Having read the django docs on order_by
there is a note/warning that (if I have understood correctly) says that:
order_by
.I tried testing this out with a basic example:
class Pizza(models.Model):
name = models.CharField(max_length=100)
toppings = models.ManyToManyField('Topping', through='PizzaToppings')
class PizzaToppings(models.Model):
pizza = models.ForeignKey('Pizza', on_delete=models.CASCADE, related_name="pizza_toppings")
topping = models.ForeignKey('Topping', on_delete=models.CASCADE, related_name="pizzas_with_topping")
amount = models.IntegerField()
class Meta:
ordering = ["amount",]
class Topping(models.Model):
ingredient = models.CharField(max_length=100)
then
>>> p1 = Pizza.objects.create(name="Cheese and Tomato")

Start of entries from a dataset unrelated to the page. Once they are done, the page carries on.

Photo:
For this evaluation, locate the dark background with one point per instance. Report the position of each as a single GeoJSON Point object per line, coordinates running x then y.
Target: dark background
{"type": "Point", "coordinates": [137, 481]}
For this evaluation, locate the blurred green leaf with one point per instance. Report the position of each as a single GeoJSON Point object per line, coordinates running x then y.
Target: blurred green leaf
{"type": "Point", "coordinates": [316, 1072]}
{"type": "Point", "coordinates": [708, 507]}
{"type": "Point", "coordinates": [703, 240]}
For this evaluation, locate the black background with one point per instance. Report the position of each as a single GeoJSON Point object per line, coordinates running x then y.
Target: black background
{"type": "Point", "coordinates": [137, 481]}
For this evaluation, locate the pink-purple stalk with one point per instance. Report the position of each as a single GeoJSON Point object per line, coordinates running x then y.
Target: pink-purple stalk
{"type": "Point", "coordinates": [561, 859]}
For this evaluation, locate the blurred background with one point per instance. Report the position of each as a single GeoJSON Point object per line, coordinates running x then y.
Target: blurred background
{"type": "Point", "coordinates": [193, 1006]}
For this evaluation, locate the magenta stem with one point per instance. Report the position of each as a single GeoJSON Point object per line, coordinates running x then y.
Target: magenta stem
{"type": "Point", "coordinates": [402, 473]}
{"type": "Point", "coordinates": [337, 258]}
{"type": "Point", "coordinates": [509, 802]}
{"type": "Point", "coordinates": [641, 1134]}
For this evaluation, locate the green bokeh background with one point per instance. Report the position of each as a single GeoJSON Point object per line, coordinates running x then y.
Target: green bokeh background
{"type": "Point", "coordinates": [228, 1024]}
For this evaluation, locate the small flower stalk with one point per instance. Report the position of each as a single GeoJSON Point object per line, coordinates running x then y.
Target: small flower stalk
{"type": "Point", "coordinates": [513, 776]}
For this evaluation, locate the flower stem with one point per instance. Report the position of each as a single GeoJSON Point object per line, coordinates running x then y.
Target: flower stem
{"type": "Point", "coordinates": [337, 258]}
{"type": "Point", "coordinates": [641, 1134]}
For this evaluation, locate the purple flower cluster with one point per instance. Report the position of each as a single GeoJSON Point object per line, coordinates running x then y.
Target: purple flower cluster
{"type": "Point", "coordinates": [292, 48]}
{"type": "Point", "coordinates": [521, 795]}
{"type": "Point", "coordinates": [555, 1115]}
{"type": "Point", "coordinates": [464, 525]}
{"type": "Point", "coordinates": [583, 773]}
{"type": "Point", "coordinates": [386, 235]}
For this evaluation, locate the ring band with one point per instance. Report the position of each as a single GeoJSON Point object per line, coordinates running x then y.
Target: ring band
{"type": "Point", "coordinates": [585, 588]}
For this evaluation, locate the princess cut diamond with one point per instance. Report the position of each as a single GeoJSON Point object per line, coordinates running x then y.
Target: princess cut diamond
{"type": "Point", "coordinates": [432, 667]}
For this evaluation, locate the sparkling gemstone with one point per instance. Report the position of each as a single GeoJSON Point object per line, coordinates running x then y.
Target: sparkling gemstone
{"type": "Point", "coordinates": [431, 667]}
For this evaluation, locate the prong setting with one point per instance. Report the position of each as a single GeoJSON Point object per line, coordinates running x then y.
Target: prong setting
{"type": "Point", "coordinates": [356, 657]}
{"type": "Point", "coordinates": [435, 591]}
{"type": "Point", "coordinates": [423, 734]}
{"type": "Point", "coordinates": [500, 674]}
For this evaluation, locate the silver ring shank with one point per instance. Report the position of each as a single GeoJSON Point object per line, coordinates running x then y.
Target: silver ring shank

>>> p2 = Pizza.objects.create(name="Pepperoni")
>>> cheese = Topping.objects.create(ingredient="Cheese")
>>> tomato = Topping.objects.create(ingredient="Tomato puree")
>>> p1.toppings.add(cheese, through_defaults={"amount":4})
>>> p1.toppings.add(tomato, through_defaults={"amount":3})
>>> p2.toppings.add(cheese, through_defaults={"amount":2})
>>> p2.toppings.add(tomato, through_defaults={"amount":1})
So far, so normal. But this is where things get confusing:
>>> q1 = Topping.objects.all()
<QuerySet [<Topping: Topping object (1)>, <Topping: Topping object (2)>]>
>>> q2 = p1.toppings.all()
<QuerySet [<Topping: Topping object (1)>, <Topping: Topping object (2)>]>
>>> q1.order_by("pizzas_with_topping")
<QuerySet [<Topping: Topping object (2)>, <Topping: Topping object (1)>, <Topping: Topping object (2)>, <Topping: Topping object (1)>]>
>>> q2.order_by("pizzas_with_topping")
<QuerySet [<Topping: Topping object (2)>, <Topping: Topping object (1)>]>
As can be seen above, the querysets are identical in terms of the elements that they contain. But when one q1
is ordered we get the behaviour described in the documentation. In q2
we don't get that behaviour. Presumably this is because django is doing something clever since the queryset is concerned with toppings related to p1
.
What is actually going on 'under the hood' to enforce this behaviour? The querysets are the same (if I have understood correctly), so why does order_by
behave differently for the two querysets.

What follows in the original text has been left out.